Redacción. La atención y la mejora de la calidad de vida de las personas con daño cerebral adquirido y dependientes es uno de los desafíos planteados por un grupo de investigadores liderados por la Universidad de Alicante. El objetivo principal de este proyecto es tratar de facilitar terapias y dotar de cierta independencia a estos pacientes utilizando un método de localización en sus hogares a un bajo coste.

Según explica Miguel Cazorla, profesor de la Universidad de Alicante e investigador principal junto a José García, “el proyecto se basa en el diseño de una novedosa terapia de rehabilitación cognitiva a partir del uso de un ambiente inteligente de monitorización”. Para ello, con distintas cámaras Kinect situadas en puntos estratégicos, los investigadores han diseñado un sistema de sensores visuales y de movimiento que permiten realizar el seguimiento del individuo y activar una alarma o aviso a servicios de urgencias ante situaciones de riesgo o peligro como por ejemplo una caída.

Por otro lado, entre sus objetivos, se contempla desarrollar un ambicioso robot interactivo y flexible con distintas opciones de movimiento adecuadas a las necesidades de cada usuario. “El reto es trabajar en un prototipo autónomo que ayude al enfermo en sus tareas cotidianas de rehabilitación y conseguir una comunicación multimodal entre paciente y robot mediante lenguaje hablado y gestual”, apunta el investigador.

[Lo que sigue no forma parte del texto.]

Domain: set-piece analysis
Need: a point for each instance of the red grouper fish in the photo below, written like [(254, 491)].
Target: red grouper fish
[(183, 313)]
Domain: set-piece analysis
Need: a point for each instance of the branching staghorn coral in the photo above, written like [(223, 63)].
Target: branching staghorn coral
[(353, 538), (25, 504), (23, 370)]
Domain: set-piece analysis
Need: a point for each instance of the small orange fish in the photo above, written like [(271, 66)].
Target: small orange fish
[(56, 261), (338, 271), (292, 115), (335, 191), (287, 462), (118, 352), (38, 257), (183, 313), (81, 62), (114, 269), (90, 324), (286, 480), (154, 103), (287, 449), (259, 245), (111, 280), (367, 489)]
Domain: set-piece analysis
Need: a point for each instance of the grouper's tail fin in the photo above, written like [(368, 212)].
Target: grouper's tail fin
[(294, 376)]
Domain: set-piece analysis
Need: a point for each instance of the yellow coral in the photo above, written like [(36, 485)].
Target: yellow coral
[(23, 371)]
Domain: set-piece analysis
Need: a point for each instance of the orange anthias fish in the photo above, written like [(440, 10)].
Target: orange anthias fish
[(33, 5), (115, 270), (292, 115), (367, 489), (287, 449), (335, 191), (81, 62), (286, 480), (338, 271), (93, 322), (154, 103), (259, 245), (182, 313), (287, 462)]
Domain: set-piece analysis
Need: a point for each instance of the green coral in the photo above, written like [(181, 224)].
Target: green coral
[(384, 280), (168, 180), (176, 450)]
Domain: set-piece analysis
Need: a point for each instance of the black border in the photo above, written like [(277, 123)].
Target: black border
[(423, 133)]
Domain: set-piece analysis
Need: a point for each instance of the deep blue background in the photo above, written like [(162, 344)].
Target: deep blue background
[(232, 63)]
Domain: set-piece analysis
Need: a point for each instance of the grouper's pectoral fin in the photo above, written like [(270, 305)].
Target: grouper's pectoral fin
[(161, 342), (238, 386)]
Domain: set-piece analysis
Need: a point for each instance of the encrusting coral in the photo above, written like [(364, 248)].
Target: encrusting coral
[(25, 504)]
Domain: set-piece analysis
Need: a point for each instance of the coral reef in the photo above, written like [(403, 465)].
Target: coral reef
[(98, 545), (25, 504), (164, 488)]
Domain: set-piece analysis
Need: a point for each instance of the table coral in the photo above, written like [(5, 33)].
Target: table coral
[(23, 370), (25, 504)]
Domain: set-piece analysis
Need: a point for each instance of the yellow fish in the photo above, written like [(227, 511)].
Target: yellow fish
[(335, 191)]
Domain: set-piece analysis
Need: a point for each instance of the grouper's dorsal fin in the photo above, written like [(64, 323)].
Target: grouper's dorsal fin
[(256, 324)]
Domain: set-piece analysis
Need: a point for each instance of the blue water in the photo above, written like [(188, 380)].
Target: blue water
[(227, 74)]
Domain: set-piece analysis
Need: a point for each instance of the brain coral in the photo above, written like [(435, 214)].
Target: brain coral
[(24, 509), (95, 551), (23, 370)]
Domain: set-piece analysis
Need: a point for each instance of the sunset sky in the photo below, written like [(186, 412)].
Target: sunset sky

Dirigido por el Instituto Universitario de Investigación Informática la UA, en el proyecto denominado “Desarrollo de un sistema integral robótico de monitorización e interacción para personas con daño cerebral adquirido y dependientes” participan la Universidad Rey Juan Carlos de Madrid, la Universidad de León, La Universidad de Castilla – La Mancha, y el Hospital Virgen del Rocío de Sevilla.

Además de trabajar con el centro de la Asociación de Daño Cerebral Adquirido (ADACEA) de San Vicente del Raspeig para conocer la enfermedad y desarrollar una evaluación experimental con pacientes reales, desde la UA están colaborando con la Asociación de Parálisis Cerebral (APSA) para el aprendizaje del lenguaje simplificado de signos denominado Schaeffer. Según detalla Cazorla “estamos desplegando una aplicación digital que permite a usuarios con reducida o nula capacidad intelectual aprender los gestos cifrados en este programa de comunicación”.

Financiado por el Ministerio de Economía y Competitividad, “Desarrollo de un sistema integral robótico de monitorización e interacción para personas con daño cerebral adquirido y dependientes” (2014-2016) cuenta con la participación de más de 25 investigadores especializados en robótica e informática.